Well to be fair...
...unexpected thermal throttling isn't quite on the same level as parts melting (and then blaming the customer).
I feel like they're both pushing the limits of what's sensible with 350W+ sustained power draw.
AMD may have spoken too soon when it roasted Nvidia a couple months ago over the melting cable issue of the rival GeForce RTX 4090 graphics cards. That's because the Ryzen-shine designer is now faced with multiple reports of an overheating issue with its own reference design for its new Radeon RX 7900 XTX graphics card. AMD …
Any desktop computer part other than a PSU that pulls >300W stretches the definition of sensible.
If this kind of power draw is to be commonplace then an evolution of ATX to something using bars rather than cables would be beneficial. Declutter the case and reduce resistance on critical power flow routes within the system.
Apple's thirsty G5 towers used bars for this reason.
The shift to ATX12V in PSU potentially offers some options around the idea.
On the other hand: one failure mode tanks performance, while the other one might burn down your house.
If I had to be stuck with one of these cards, I'd rather it be the one that fails safely, thank you very much.
I'd recommend watching the videos by der8auer who really dove deep here. It seems Igor's Lab found it, but the former ripped a number of cards apart (including ones he bought from people reporting the issue).
It's looking like the vacuum chambers may be the culprit - which would mean full on recall territory, not just a "few" RMAs.
Heat pipes used in graphics cards are essentially vapour chambers.
They contain liquid that evaporates then condenses back to a liquid to efficiently move the heat.
It seems there is a design flaw that is apparent on some (not all) cards. Where it is assumed that the gas is not condensing again or some such so that the heat pipes are not working properly.
Too much / not enough coolant or just design. We will know when AMD find the cause.
I was just going to post a mea culpa. Watched the original in German, then again in English.
Yes, it's "vapor chamber" - oops! Roman at several points refers to vacuum and how the structure of the chambers acts as support to prevent it getting crushed, so apparently I got that mixed up in my aging brain.
basically some liquid evaporates in the hot area carrying away some heat, it then moves to a colder area and condenses, releases the heat, the liquid then travels back to the hot area and the cycle repeats. All very clever with no moving parts. However if the whole thing gets hot enough that the liquid doesn't condense then it stops working and just gets hotter and hotter until enough heat is removed and the liquid can condense again. Also if its not designed correctly so that the condensed liquid flows back into the hot area then it'll stop working (needs to work whichever way the vapour chamber is orientated, some experiments show the cards run cooler when mounted vertically rather than horizontally).

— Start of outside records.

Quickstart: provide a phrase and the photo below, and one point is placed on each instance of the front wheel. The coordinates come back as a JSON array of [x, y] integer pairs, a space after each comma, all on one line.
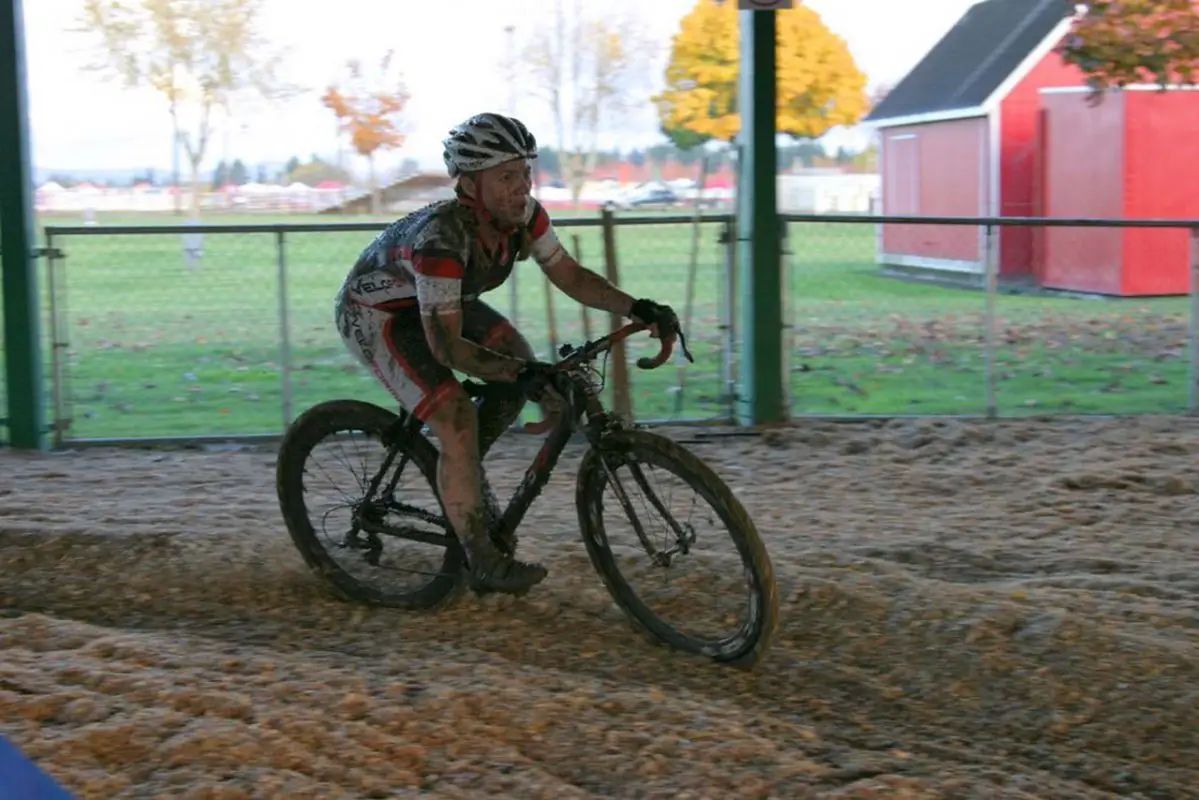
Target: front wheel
[[628, 547], [383, 545]]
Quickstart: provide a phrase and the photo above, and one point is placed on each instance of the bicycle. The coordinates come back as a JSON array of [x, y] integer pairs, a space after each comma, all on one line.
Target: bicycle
[[612, 443]]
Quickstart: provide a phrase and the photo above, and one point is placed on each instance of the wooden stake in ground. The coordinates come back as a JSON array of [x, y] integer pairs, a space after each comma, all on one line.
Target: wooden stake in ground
[[583, 310], [549, 318], [619, 360], [692, 268]]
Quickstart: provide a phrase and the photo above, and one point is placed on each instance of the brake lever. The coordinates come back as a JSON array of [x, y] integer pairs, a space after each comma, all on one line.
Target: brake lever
[[682, 343]]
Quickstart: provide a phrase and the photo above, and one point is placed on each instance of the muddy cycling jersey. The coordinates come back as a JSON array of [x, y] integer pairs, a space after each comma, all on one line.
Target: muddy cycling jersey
[[434, 259]]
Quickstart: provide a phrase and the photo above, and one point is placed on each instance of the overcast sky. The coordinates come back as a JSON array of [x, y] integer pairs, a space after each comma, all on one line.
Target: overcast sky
[[79, 121]]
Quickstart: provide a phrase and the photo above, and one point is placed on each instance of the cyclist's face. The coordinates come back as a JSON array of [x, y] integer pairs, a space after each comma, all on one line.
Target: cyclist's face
[[506, 190]]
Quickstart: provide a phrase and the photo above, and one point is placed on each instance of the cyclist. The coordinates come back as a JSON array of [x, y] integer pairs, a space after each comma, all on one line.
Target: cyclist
[[410, 311]]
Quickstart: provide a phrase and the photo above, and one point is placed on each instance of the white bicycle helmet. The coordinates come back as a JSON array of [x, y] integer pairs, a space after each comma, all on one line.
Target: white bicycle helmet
[[486, 140]]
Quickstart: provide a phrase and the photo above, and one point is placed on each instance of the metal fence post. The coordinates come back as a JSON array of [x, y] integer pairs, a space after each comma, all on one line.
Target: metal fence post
[[787, 330], [992, 272], [284, 326], [58, 344], [728, 322], [1193, 329]]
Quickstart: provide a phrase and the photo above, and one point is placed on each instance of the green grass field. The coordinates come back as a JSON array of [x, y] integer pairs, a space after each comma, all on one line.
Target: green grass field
[[157, 348]]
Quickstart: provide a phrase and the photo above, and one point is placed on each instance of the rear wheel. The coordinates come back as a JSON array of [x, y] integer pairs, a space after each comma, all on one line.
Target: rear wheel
[[626, 547], [391, 547]]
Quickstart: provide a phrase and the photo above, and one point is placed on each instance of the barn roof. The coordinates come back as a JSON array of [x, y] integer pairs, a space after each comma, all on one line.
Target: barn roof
[[974, 59]]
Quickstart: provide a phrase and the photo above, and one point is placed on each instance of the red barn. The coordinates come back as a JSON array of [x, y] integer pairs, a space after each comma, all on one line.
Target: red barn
[[959, 138], [1134, 155]]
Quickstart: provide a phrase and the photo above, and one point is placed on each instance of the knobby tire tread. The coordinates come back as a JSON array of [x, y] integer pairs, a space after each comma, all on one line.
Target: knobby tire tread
[[699, 476], [302, 435]]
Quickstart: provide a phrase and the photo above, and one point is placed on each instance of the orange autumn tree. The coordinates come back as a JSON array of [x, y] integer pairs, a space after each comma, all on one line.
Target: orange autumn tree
[[819, 84], [1121, 42], [369, 108]]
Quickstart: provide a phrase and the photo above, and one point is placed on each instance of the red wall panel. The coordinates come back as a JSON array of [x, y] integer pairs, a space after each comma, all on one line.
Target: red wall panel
[[1161, 181], [1019, 160], [934, 169], [1083, 178]]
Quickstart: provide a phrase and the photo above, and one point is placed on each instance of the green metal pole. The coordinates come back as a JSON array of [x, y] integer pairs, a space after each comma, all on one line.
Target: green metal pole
[[758, 227], [22, 334]]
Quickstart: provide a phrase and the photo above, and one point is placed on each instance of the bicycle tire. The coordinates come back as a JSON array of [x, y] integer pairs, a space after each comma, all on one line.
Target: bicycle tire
[[305, 433], [648, 447]]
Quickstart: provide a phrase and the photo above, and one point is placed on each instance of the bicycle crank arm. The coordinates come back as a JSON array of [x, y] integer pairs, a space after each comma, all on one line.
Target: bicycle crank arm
[[410, 534]]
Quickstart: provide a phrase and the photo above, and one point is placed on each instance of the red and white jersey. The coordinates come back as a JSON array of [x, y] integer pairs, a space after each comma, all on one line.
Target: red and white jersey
[[433, 259]]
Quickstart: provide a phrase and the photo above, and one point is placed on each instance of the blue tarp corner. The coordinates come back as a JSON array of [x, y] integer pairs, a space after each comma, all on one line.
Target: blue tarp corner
[[22, 780]]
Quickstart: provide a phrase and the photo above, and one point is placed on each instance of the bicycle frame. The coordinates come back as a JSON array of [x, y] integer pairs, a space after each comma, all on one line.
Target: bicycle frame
[[583, 408]]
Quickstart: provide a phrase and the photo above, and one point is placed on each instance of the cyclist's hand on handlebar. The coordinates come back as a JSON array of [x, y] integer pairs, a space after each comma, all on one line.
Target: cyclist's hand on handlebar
[[662, 320]]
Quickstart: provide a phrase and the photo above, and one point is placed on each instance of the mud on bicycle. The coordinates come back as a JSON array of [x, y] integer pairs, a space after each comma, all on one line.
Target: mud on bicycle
[[385, 513]]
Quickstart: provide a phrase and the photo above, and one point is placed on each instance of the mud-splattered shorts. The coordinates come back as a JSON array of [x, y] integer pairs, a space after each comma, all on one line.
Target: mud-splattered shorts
[[393, 346]]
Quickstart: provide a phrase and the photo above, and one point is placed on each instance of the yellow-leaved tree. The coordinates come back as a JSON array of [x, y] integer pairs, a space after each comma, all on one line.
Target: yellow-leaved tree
[[819, 84]]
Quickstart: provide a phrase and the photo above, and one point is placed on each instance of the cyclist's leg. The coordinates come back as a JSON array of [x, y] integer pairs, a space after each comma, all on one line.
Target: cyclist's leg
[[501, 407]]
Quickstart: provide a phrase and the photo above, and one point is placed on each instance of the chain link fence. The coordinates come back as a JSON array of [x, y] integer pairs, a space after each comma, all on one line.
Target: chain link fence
[[226, 331], [914, 316], [221, 331]]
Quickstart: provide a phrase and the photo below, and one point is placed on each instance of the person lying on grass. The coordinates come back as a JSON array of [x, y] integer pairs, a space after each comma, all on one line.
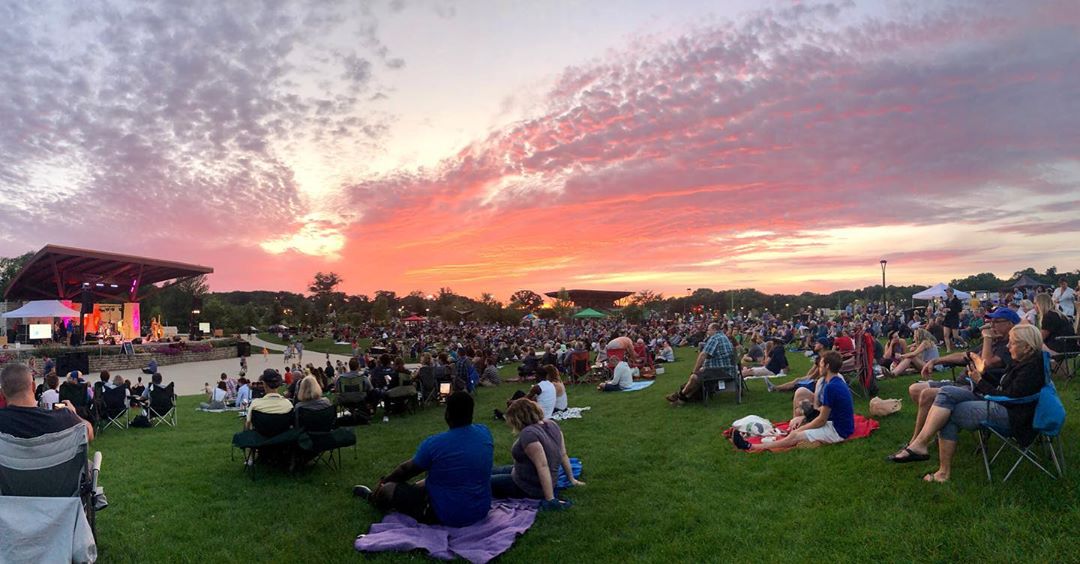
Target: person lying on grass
[[835, 420], [457, 491], [538, 453], [959, 407]]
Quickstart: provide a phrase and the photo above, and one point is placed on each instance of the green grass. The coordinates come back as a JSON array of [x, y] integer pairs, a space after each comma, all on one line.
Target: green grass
[[318, 345], [663, 485]]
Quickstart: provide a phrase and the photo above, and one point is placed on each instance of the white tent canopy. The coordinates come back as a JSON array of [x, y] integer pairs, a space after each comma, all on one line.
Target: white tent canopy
[[44, 308], [939, 291]]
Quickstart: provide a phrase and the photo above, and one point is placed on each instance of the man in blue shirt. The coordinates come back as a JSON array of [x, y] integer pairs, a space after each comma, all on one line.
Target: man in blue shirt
[[457, 491], [716, 359], [835, 420]]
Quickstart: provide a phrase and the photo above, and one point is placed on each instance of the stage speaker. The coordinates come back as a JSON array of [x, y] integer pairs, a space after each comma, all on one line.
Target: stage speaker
[[72, 361]]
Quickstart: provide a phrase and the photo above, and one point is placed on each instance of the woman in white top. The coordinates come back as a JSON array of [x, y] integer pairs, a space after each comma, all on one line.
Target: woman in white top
[[556, 380]]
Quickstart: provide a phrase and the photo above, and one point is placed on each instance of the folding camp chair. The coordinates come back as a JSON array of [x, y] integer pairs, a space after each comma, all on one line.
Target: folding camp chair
[[272, 439], [48, 484], [710, 379], [1049, 419], [112, 406], [351, 397], [319, 437], [162, 407], [77, 394]]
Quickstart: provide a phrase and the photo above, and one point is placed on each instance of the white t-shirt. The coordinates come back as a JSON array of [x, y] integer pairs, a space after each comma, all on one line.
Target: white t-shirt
[[547, 398], [1066, 300]]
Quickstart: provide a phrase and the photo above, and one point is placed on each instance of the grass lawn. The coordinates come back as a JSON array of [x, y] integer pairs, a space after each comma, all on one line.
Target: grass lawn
[[318, 345], [663, 485]]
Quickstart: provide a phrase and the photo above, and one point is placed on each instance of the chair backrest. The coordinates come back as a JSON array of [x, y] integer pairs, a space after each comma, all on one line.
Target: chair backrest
[[73, 392], [46, 466], [271, 424], [1049, 412], [161, 398], [116, 398], [316, 420]]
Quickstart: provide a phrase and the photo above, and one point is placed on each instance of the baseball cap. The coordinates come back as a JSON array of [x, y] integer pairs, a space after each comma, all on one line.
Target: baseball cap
[[1004, 313]]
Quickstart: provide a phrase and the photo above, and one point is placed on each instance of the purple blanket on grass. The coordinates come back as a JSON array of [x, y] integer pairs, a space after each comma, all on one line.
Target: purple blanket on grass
[[477, 542]]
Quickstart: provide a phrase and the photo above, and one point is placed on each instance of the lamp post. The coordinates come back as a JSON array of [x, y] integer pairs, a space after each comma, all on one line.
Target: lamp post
[[885, 295]]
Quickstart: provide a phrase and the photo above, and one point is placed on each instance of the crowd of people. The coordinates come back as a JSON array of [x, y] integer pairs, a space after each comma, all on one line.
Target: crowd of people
[[997, 348]]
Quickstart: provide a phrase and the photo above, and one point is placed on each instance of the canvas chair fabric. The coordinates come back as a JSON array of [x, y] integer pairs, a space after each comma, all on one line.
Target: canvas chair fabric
[[42, 518]]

I'm no expert but it sounds like the former issue can be solved by setting the amount of liquid and the air pressure in the chamber so that the liquid always condenses over the desired temperature ranges (but you have to make sure it still evaporates at the lower end of your temperature range too). The latter issue is down to the design of the chamber itself and could be harder to fix.
I watched the derBauer video and was impressed by the thoroughness of his investigation. I found it on the EXTREME TECH web site which included this: "Interestingly, fellow overclocking YouTuber Igor from Igor’s Lab has also chimed in according to Videocardz. He said he spoke with an AMD partner that agrees with De8auer, it’s the vapor chamber. This partner reportedly said a batch was made with an insufficient volume of liquid in the chamber." And this statement from AMD: We are working to determine the root cause of the unexpected throttling experienced by some while using the AMD Radeon RX 7900 XTX graphics cards made by AMD. Based on our observations to-date, we believe the issue relates to the thermal solution used in the AMD reference design and appears to be present in a limited number of the cards sold. We are committed to solving this issue for impacted cards. Customers experiencing this unexpected throttling should contact AMD Support.
AMD has one thing going for them - very pro-active troubleshooting and diving into figuring out (with the help of third parties) what the problem is... unlike NVIDIA who by accounts just shrugged and said "User error, plug your cable in right".
Either way, the smug neener-neener behaviour from AMD certainly has come home to roost... I hope the PR people won't be jumping up and down in glee next time something happens to NVIDIA (or any other competitors).
"AMD has one thing going for them - very pro-active troubleshooting and diving into"
That's because a fix won't cost them much. Replacing expensive hardware is.. expensive.
Don't get me wrong, I'm an AMD fan (on some Ryzen system now). I'm also an Nvidia fan and user.
They are both excellent and serious companies.